И все же это январь. Стою на кладбище, маленьком кладбище при небольшом английском храме. Светлосерый мрамор аккуратных могил, лишь изредка осененных крестом, чаще холмик в прямоугольной мраморной рамке с небольшой плитой, скупо сообщает "выходные" данные того или той, кто лежит здесь:
"Дорогому отцу".
"Незабываемой подруге жизни".
А вот черным по мрамору необычное:
"В надежде!"
Ну конечно, в надежде встретиться на небесах.
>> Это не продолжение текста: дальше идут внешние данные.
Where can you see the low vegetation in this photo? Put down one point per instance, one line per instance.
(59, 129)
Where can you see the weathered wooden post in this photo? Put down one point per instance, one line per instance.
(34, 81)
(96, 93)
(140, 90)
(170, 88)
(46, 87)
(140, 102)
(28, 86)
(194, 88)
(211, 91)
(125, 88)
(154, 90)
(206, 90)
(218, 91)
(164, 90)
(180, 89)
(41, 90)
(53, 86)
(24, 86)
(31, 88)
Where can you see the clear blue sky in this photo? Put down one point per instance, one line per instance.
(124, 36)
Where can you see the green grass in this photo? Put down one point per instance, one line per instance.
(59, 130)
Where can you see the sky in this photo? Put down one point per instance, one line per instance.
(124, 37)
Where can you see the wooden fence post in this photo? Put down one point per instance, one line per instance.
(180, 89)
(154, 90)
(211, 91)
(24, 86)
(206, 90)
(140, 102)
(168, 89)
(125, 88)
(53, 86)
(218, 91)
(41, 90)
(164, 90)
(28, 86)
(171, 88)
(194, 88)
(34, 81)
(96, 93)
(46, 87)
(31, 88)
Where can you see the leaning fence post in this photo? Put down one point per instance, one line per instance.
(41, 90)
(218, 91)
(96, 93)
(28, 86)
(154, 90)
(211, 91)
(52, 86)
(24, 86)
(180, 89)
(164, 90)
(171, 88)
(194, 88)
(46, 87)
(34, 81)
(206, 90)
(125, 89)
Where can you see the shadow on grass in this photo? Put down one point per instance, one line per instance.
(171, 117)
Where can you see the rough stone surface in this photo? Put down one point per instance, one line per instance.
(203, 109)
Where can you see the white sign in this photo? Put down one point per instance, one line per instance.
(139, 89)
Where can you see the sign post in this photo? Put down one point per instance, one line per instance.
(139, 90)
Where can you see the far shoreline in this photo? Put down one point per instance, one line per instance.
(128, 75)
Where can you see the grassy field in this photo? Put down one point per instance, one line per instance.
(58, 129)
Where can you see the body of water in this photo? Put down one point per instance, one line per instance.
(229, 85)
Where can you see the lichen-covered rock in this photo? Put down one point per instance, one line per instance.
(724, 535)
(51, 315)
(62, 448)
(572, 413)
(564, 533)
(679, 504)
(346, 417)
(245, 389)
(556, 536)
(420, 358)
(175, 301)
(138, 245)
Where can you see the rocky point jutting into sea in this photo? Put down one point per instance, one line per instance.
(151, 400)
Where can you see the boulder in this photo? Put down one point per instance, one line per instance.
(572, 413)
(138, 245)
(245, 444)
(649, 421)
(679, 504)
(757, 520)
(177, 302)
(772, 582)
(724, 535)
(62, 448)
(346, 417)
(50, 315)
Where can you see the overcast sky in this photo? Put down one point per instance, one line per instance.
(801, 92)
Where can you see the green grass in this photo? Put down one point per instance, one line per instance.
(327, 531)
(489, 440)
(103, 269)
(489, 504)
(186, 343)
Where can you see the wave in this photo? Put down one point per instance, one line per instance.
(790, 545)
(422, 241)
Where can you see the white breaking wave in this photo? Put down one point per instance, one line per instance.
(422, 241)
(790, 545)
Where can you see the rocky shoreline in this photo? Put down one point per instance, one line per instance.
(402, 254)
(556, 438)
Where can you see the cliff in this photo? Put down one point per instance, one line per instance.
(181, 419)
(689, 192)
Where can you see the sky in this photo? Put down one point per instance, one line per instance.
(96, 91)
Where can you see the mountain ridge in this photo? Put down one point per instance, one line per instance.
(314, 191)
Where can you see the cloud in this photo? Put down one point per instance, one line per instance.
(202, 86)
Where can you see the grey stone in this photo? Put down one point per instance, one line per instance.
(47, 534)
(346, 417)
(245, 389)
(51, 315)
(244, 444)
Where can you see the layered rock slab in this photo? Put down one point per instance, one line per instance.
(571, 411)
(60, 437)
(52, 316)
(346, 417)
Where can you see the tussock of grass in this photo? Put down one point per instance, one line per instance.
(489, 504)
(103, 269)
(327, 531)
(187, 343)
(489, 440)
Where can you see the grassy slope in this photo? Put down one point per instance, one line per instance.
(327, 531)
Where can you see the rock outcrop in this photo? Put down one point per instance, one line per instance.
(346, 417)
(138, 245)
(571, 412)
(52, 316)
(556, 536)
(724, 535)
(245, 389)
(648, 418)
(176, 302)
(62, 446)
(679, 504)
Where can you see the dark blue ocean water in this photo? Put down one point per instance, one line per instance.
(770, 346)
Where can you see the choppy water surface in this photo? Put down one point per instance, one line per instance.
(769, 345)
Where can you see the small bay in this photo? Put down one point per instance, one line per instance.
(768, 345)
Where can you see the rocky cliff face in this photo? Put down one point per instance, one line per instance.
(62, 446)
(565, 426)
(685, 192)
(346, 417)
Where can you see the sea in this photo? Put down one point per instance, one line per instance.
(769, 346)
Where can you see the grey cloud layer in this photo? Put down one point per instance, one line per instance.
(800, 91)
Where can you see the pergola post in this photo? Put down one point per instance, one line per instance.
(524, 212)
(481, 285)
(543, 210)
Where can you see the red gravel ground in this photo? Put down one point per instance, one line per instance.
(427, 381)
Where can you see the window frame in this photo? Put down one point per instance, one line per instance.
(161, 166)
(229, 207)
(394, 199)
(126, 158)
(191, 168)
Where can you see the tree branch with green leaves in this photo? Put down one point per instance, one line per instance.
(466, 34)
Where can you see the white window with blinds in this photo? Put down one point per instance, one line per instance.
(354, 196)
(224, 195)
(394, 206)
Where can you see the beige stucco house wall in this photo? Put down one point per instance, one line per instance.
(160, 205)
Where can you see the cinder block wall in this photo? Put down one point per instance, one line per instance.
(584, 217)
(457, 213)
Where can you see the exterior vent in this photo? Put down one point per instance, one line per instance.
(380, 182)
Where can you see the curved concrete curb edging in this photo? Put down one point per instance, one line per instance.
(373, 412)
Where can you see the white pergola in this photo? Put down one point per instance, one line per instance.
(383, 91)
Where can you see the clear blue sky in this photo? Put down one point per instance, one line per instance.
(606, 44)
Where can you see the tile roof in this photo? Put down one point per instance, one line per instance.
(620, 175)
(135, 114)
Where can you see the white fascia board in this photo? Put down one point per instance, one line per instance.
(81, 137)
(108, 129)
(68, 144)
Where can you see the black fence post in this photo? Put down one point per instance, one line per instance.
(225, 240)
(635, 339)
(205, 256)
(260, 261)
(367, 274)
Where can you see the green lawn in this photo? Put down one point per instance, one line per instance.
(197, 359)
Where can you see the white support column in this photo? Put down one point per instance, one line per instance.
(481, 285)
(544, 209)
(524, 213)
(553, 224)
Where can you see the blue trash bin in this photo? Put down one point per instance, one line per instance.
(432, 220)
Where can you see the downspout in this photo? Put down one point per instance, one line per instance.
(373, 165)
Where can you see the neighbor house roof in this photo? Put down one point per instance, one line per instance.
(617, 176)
Встречаются надписи-характеристики:
"Он был безукоризненный джентльмен".
"Ее доброта равнялась ее красоте".
"Он был лучше многих, еще живущих".
Я вспоминаю Преображенское кладбище в Москве и тоже надписи. В них звучат совсем другие голоса:
"Память о тебе уйдет из нашей жизни вместе со смертью".
"Не перестану оплакивать незабвенного мужа".
"Любимой доченьке навсегда осиротевшие родители".
Или в Грузии, на Мтацминде на памятнике Грибоедова слова - апофеоз любви и горя:
"…но зачем пережила тебя любовь моя?!"
Зачем живые пишут на могилах? Ведь когда приходят они к своим холмикам, погружаются в воспоминания, нужно ли им читать, что покойный "был безукоризненный джентльмен" или "память о тебе уйдет от нас вместе со смертью"? Они ведь это и без того знают.
В безотчетной ли жажде бессмертия для того, кто ушел, пишут люди на мраморе или дереве, в неосознанной ли надежде удержать дух ушедшего человека?